Sunday 12 October 2008

THE TRAFFIC WARDENS' ARMS Part5

Sharon crossed her legs. Then, she put noughts all over them and stood up, adjusting her hair and pouting in the mirror. She closed her bedroom window, deftly locking it with her pudgy fingers. She knew that the bristles of her best three-inch paintbrush were wearing thin and that the imminent necessity of further coats of paint on her lounge ceiling would shorten them even more, forcing her to consider the possibility of a replacement. What would Jane or Zoe have done? She wondered. She decided against phoning them, instead making tea carefully in a cup of no sentimental value. She really ought to read the leaflet on giraffe-neck-width-guessing more thoroughly she realised, as more explosions of radioactive mice, behind skirting boards in other rooms, disturbed her.
‘Shit!’ she said spilling her tea on the recently cleaned floor.

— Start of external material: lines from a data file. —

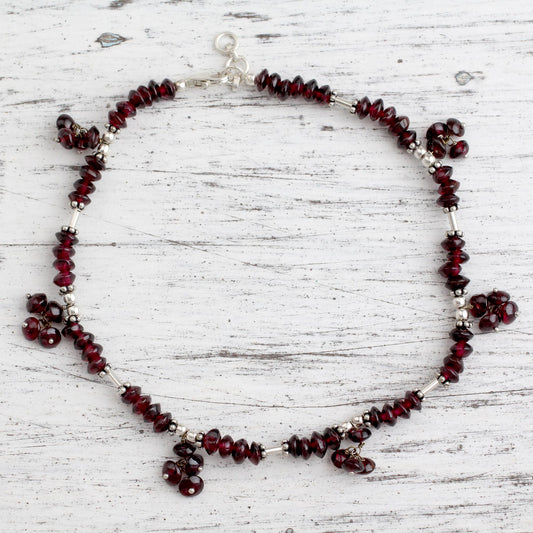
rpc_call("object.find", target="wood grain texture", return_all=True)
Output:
[0,0,533,533]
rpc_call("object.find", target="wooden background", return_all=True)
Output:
[0,0,533,533]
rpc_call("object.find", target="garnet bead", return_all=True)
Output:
[22,316,41,341]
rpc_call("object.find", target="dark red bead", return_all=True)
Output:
[26,292,48,313]
[342,457,364,473]
[331,450,347,468]
[439,262,461,278]
[39,327,61,348]
[202,429,220,455]
[267,73,281,96]
[56,113,75,130]
[470,294,488,318]
[355,96,372,119]
[154,413,172,433]
[132,394,152,415]
[379,106,396,126]
[117,100,137,118]
[311,431,328,458]
[162,461,182,485]
[368,98,383,120]
[496,301,518,327]
[446,118,465,137]
[324,428,342,450]
[426,122,448,140]
[218,435,233,457]
[122,386,141,404]
[57,128,76,150]
[254,68,269,92]
[22,316,41,341]
[178,476,204,496]
[54,272,76,287]
[248,442,263,465]
[450,141,469,159]
[347,426,372,444]
[231,439,250,464]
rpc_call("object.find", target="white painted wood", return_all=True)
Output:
[0,0,533,532]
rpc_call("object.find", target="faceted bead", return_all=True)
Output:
[498,301,518,324]
[39,327,61,348]
[26,292,48,313]
[117,100,137,118]
[132,394,152,415]
[185,453,204,476]
[311,431,328,458]
[289,76,305,97]
[22,316,41,341]
[379,106,396,126]
[426,122,448,140]
[324,428,342,450]
[54,272,76,287]
[487,291,511,305]
[368,98,383,120]
[57,128,76,150]
[162,461,182,485]
[470,294,487,318]
[218,435,234,457]
[154,413,172,433]
[231,439,250,464]
[202,429,220,455]
[398,130,416,149]
[268,73,281,96]
[44,302,63,324]
[450,141,469,159]
[331,450,347,468]
[446,118,465,137]
[248,442,262,465]
[342,457,364,473]
[107,111,126,130]
[173,442,197,458]
[426,138,446,159]
[178,476,204,496]
[439,262,461,278]
[143,403,161,422]
[122,386,141,404]
[254,68,268,92]
[445,274,470,291]
[355,96,372,119]
[56,113,75,130]
[348,426,372,444]
[302,80,318,100]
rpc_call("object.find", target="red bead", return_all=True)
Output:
[162,461,182,485]
[122,386,141,404]
[231,439,250,464]
[470,294,487,318]
[57,128,76,150]
[218,435,233,457]
[368,98,383,120]
[22,316,41,341]
[446,118,465,137]
[132,394,152,415]
[117,100,137,118]
[178,476,204,496]
[26,292,48,313]
[254,68,268,92]
[498,301,518,324]
[355,96,372,119]
[450,141,469,159]
[202,429,220,455]
[39,327,61,348]
[154,413,172,433]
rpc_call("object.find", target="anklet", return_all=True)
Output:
[22,33,518,496]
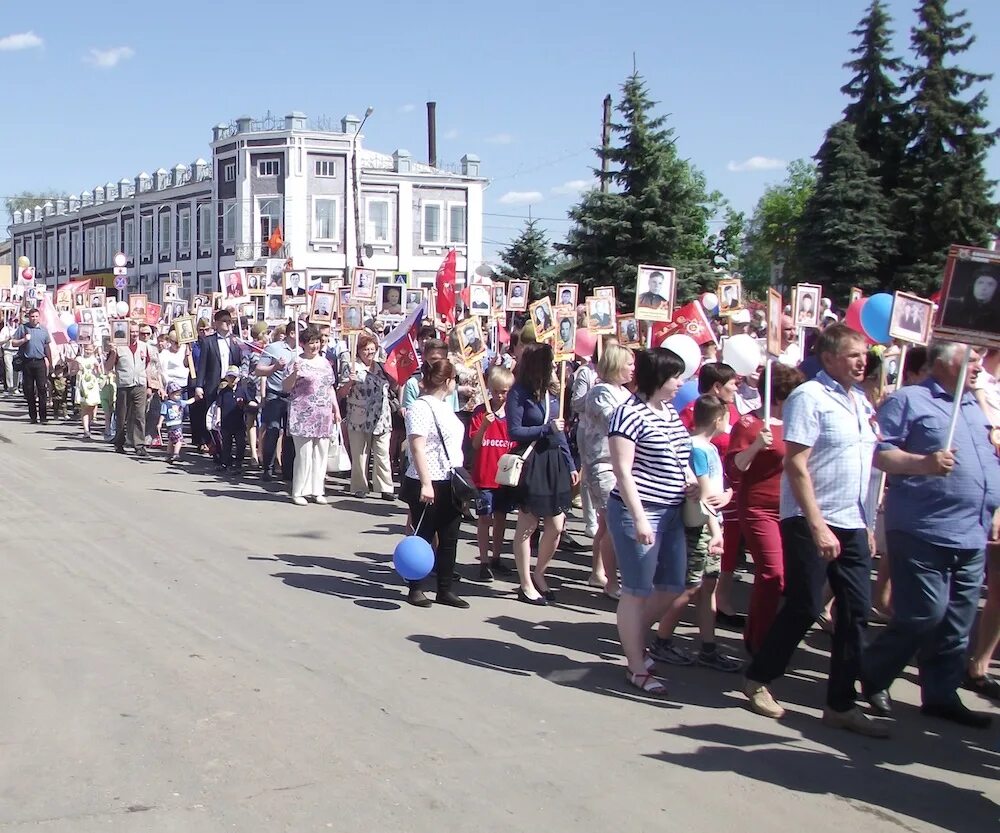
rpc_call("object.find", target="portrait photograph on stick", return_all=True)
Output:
[889,292,934,345]
[636,266,677,322]
[934,246,1000,347]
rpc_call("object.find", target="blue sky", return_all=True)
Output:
[0,0,1000,255]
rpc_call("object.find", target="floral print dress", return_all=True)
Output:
[288,356,336,439]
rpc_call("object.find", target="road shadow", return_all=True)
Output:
[647,720,998,833]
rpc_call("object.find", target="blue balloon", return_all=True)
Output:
[673,379,698,411]
[392,535,434,581]
[861,292,892,344]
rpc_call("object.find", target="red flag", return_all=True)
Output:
[267,226,285,254]
[653,301,715,347]
[434,249,458,325]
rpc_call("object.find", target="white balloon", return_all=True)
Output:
[722,333,764,376]
[660,333,701,379]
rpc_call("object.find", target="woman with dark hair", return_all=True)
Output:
[607,347,691,696]
[399,359,469,608]
[726,362,806,654]
[507,342,579,605]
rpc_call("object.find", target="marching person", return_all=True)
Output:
[862,342,1000,729]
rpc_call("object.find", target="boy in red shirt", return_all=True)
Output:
[469,366,514,581]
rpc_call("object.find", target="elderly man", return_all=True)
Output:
[743,324,889,737]
[862,342,1000,728]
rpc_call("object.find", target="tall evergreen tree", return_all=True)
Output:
[556,73,719,306]
[499,220,554,298]
[894,0,1000,294]
[798,121,896,305]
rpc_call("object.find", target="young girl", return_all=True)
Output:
[70,344,104,440]
[469,367,514,581]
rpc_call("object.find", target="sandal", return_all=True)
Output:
[625,671,667,697]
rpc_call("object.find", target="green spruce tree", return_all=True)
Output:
[556,73,720,308]
[798,121,896,306]
[893,0,1000,295]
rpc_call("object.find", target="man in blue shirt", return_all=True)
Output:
[10,309,53,425]
[862,342,1000,728]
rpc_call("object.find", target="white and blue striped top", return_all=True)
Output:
[608,396,691,506]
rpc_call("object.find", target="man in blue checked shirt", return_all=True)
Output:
[743,324,889,737]
[862,342,1000,728]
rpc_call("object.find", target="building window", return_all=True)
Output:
[222,200,236,247]
[122,219,135,260]
[198,203,215,252]
[177,208,191,254]
[420,202,444,244]
[139,215,153,257]
[83,229,94,270]
[156,209,171,255]
[365,199,390,243]
[316,159,337,177]
[257,159,281,176]
[448,205,465,245]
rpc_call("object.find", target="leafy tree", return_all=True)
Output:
[556,73,721,307]
[741,159,816,293]
[798,121,896,306]
[500,220,555,298]
[894,0,1000,294]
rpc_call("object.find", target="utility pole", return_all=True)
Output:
[601,95,611,194]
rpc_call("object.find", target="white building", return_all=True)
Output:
[9,113,486,301]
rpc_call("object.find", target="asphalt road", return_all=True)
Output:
[0,396,1000,833]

Ted Switch—cruelly labelled ‘Switch the Twitch’ by cruel labellers, aware of his nervous twitch—switched between subjects at the drop of a hat, asking questions during the pub quiz. A traffic warden at the bar did drop his hat at a trick question Ted, looking smug, announced the answer to when the quiz ended. Gulliver’s team won, answering sixty-nine out of eighty questions correctly. Vi stood on a table and kissed the team member’s bared heads, shook their hands and gave them their prize money, conscious that it wasn’t really leaving her pub. As the raucous team headed straight for the bar, Gulliver felt drunk and intoxicated by his good fortune, laughing at jokes and returning the backslapping of his cohorts. Then, a savage onslaught of arthritis blighted him, making him shake with pain.
‘Are you all right, Gully?’ Tom asked. His face mirrored the instantly visible concern of the others.
‘Oh, I’ll be all right,’ said Gulliver. It serves me right for getting so carried away enjoying myself he thought.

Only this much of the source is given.